The year is 2006. The place is Bridgeport, West Virginia. The controversy is about Walter Sallman’s portrait of Jesus Christ. The sleepy little town awoke on March 8 with a battle on their hands. The portrait might not have matter in any other setting than right outside the principal’s office at the local high school. This was the day that my world was changed, and it hasn’t been the same since.

My father had gone the night before to the county board of education meeting to ask for the picture to be removed. We were not the only non-Christian family in the area; we were not the only ones being cast as outsiders. Never did he think that the town would go into an uproar; growing up as a young Jewish boy in racially diverse schools in Brooklyn, he thought that once he pointed out the fact that the painting’s existence in the high school was illegal, the BOE would be more than willing to take it down. Little did he know that his daughters would be launched into a nightmare-like situation.

As we rode in the car down Johnson Avenue, we noted the unusual sound of multiple honks. It wasn’t until we neared the school that I saw the sign and the protestors. “Honk for Jesus” the white banner, parked in front of the high school said. Honestly, I was shocked. How could people be so ignorant? Unfortunately, it didn’t stop there.

Entering the school, all eyes were on me and my sister. I was quiet, and rarely talked in class, so to be receiving this much attention was not something I was used to. That’s when the whispers started, and the noise level in the middle school cafeteria rose so that I knew I was blushing. In class, it didn’t get any better. People passed around petitions right in front of me, and one student even stood up and gave a speech about how “stupid” my father was and about how he needed to be stopped. Some that I thought were friends turned their backs on me as I walked by.

The poor treatment of me and my family continued up until the painting was stolen in the middle of the night before proper legislation could be brought against the case. Slowly, things quieted down, but as I prepared to enter high school, I was nervous about what would happen. When I first started at Bridgeport High School, I was extremely shy; I was starting in a place where I didn’t know who was my friend or my enemy. I stuck to clubs that were “safe,” that kids I knew were in instead of branching out. That was before I took journalism.

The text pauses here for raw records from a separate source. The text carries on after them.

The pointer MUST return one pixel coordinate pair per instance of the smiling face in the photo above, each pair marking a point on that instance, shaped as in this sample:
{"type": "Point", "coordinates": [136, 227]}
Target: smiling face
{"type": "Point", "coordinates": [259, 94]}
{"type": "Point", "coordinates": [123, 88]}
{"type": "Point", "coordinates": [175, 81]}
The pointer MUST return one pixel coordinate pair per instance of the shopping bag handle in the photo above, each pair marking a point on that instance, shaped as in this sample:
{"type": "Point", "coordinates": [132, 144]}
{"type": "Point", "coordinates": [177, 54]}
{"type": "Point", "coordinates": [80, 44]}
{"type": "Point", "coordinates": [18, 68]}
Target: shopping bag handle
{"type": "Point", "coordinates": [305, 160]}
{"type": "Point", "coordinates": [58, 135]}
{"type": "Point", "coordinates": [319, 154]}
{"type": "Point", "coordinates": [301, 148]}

I was asked to write a story for the yearbook, and after reading it, the journalism teacher, Mrs. Alice Rowe, approached me to tell me I would be taking her class the next semester even if she had to change my schedule herself. Needless to say, come second semester, I found myself in second block Journalism one. My eyes were opened as I learned of a world full of intrigue, of libel and sedition, a world where the truth must be told and journalist are the ones to do it. I also learned that journalists not only tell the stories of the world, but shape the way people look at what is going on around them. It is reporters who are down in the trenches with troops in Iraq and Afghanistan, up in the heights of Whistler Mountain at the Olympics, and at the proceedings of the White House. As the way I viewed the world changed, so did the way I viewed myself.

My past has made me realize who I am. I am no longer the shy girl who attempted to stay out of the fray while others tried to tell me how I could and could not feel. I believe in a world free of the kind of ignorance displayed by the small (in both size and mind) town of Bridgeport. I believe in a world of acceptance.